Lambert attacked aggressively, driving in Booth's outposts from Hartford as far as Winnington Bridge itself. An attack on the bridge by Hewson's regiment of foot met with little resistance; Mordaunt (who was not present) later claimed that of Booth's infantry "some had no match, others no ball", while it was also reported Booth had left most of his stores of powder in Chester by an "absurd mistake". Much of the rebel infantry, commanded by Sir Edward Broughton of Marchwiel, fled into some nearby enclosures, where Lambert's foot were too tired to pursue them and where the hedges kept them safe from cavalry.

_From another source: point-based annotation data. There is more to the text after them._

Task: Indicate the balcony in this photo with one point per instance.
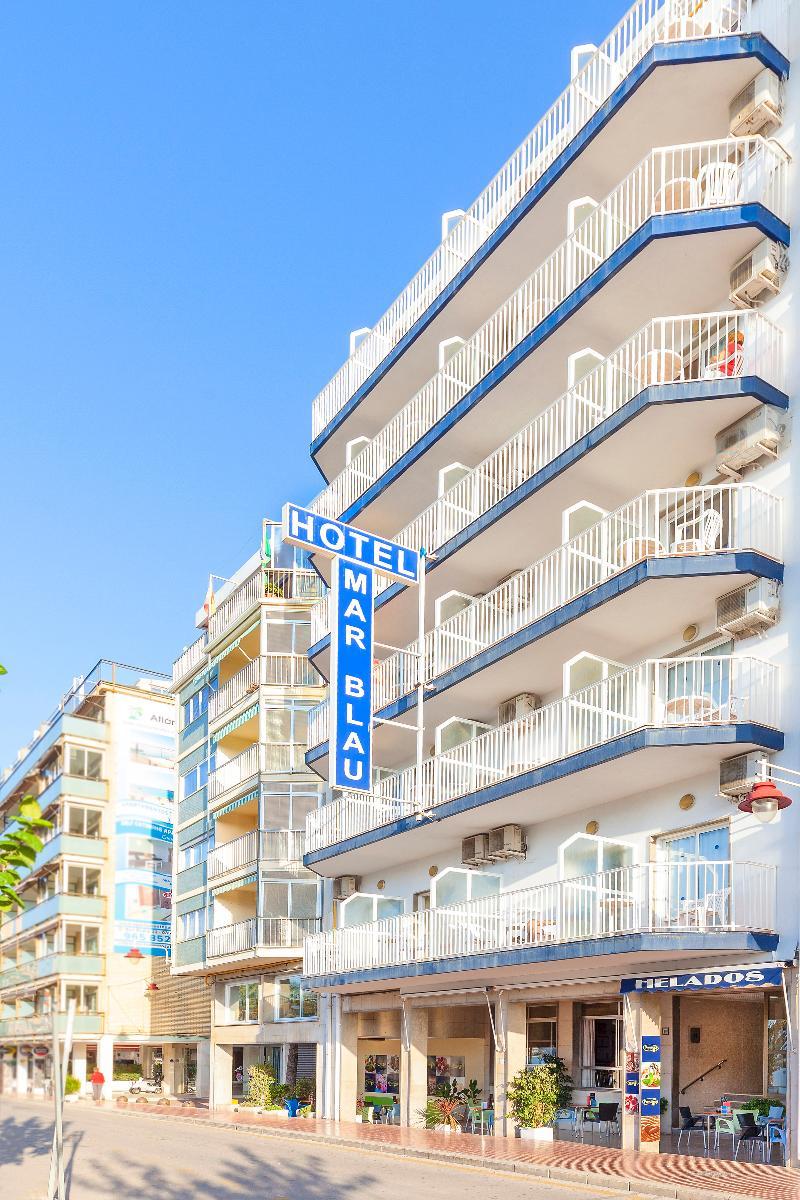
(668, 358)
(567, 918)
(647, 24)
(257, 760)
(190, 661)
(268, 671)
(673, 180)
(42, 1026)
(59, 963)
(262, 936)
(265, 583)
(277, 849)
(657, 526)
(657, 706)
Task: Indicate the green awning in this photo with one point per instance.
(239, 883)
(236, 804)
(234, 725)
(233, 646)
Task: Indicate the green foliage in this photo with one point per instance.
(534, 1096)
(18, 850)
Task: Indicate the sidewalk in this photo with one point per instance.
(663, 1175)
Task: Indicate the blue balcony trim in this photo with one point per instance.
(744, 562)
(715, 942)
(709, 49)
(656, 394)
(595, 756)
(654, 228)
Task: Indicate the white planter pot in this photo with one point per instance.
(543, 1133)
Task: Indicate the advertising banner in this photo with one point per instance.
(144, 813)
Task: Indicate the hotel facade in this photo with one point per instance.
(579, 408)
(244, 899)
(95, 923)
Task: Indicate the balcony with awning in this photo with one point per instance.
(662, 719)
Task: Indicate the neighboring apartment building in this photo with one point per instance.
(97, 903)
(579, 408)
(244, 899)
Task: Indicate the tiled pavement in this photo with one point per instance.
(690, 1177)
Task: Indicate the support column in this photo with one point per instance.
(203, 1078)
(221, 1077)
(414, 1063)
(347, 1056)
(79, 1065)
(510, 1057)
(22, 1074)
(106, 1062)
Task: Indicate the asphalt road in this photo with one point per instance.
(112, 1156)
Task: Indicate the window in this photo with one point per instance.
(293, 1001)
(242, 1001)
(456, 885)
(85, 763)
(83, 881)
(542, 1027)
(191, 924)
(84, 995)
(85, 822)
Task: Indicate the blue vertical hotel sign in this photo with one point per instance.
(358, 557)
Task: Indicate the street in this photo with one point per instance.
(112, 1155)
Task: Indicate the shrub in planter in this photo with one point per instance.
(534, 1101)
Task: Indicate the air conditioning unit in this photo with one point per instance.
(758, 107)
(475, 851)
(758, 275)
(518, 706)
(346, 886)
(755, 436)
(750, 609)
(507, 841)
(738, 774)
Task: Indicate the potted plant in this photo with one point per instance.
(534, 1101)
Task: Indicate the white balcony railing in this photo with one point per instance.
(187, 663)
(275, 759)
(277, 847)
(269, 671)
(677, 898)
(671, 179)
(259, 933)
(669, 522)
(685, 349)
(657, 693)
(647, 23)
(265, 583)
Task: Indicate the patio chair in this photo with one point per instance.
(690, 1125)
(749, 1131)
(607, 1115)
(775, 1137)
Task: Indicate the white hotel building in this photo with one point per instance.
(581, 408)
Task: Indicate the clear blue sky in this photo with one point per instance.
(199, 202)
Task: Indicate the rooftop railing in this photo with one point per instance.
(259, 933)
(669, 522)
(276, 847)
(657, 693)
(672, 179)
(671, 898)
(647, 23)
(685, 349)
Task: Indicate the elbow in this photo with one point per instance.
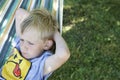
(66, 56)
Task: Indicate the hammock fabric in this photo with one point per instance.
(7, 22)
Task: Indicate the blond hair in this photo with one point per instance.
(42, 22)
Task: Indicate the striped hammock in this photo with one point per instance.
(7, 22)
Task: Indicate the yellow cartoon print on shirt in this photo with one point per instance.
(16, 67)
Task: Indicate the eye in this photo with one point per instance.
(31, 43)
(21, 40)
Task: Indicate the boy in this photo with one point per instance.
(32, 59)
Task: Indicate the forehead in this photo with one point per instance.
(30, 35)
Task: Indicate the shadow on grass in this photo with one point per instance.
(91, 30)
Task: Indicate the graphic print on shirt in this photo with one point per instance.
(16, 67)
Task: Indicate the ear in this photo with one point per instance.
(48, 44)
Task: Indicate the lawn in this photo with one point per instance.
(91, 29)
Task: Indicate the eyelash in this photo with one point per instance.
(28, 42)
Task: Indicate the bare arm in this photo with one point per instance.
(61, 55)
(20, 15)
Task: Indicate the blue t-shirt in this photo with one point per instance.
(37, 67)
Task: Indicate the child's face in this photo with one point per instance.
(30, 45)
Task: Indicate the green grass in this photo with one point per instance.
(92, 31)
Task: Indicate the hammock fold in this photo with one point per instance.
(7, 20)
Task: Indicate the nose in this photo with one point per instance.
(24, 45)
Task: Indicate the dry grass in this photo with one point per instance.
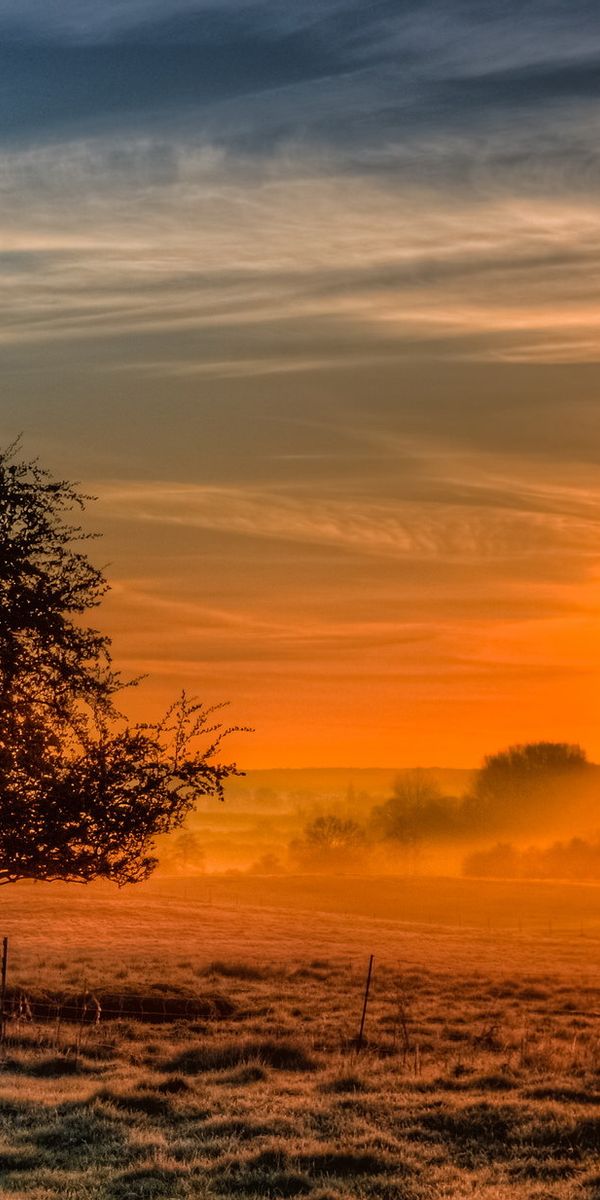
(480, 1075)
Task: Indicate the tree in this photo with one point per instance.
(526, 785)
(418, 811)
(83, 795)
(329, 841)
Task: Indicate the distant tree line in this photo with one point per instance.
(523, 790)
(575, 859)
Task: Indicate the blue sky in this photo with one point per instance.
(307, 293)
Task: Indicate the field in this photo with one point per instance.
(479, 1077)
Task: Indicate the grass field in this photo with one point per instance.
(480, 1075)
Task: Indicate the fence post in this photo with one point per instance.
(359, 1041)
(3, 989)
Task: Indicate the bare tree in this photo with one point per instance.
(83, 793)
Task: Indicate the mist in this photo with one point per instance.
(529, 811)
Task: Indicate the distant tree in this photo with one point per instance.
(329, 841)
(521, 786)
(417, 813)
(83, 795)
(575, 859)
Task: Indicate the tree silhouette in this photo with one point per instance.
(523, 786)
(82, 793)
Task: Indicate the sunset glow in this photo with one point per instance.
(309, 300)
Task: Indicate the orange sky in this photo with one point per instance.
(307, 295)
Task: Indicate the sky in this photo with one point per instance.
(305, 292)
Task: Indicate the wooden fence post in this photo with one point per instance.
(361, 1031)
(3, 989)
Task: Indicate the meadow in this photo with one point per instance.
(479, 1077)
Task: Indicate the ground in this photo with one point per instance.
(479, 1078)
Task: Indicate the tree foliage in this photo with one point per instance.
(525, 785)
(417, 813)
(329, 841)
(82, 793)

With the bridge cleared, Lambert moved his cavalry up to deal with the remainder of Booth's force. While the steep, narrow lanes leading uphill from the bridge made cavalry operation difficult, Lambert was able to engage the rebel cavalry, who broke and scattered after a brief skirmish. Some accounts (including that of Mordaunt, who suggested the rebel cavalry "trotted away, which is the civilest term") suggest the majority of Booth's troops simply fled, though Lambert himself claimed that "they fought gallantly at the first" and that both sides fought "like Englishmen". The detachment of rebels remaining in Northwich were attacked by government dragoons and fled towards Manchester.

Lambert did not order a pursuit of the rebel foot, supposedly commenting "alas, these are forced and hired". He reported only a single fatality, while 30 rebels were casualties; the most prominent were Captain Edward Morgan of Golden Grove, Flintshire, who was killed covering the rebel retreat, and Thomas Legh, younger brother of Piers Legh of Bruche. About 200 prisoners were taken and held overnight in Northwich church.

==Aftermath==
Most of the gentry leaders fled, and then surrendered, following the battle.

Chester opened its gates to Lambert on 21 August; Liverpool surrendered shortly afterwards, and the remaining parts of Cheshire and Lancashire were back in government hands within a week.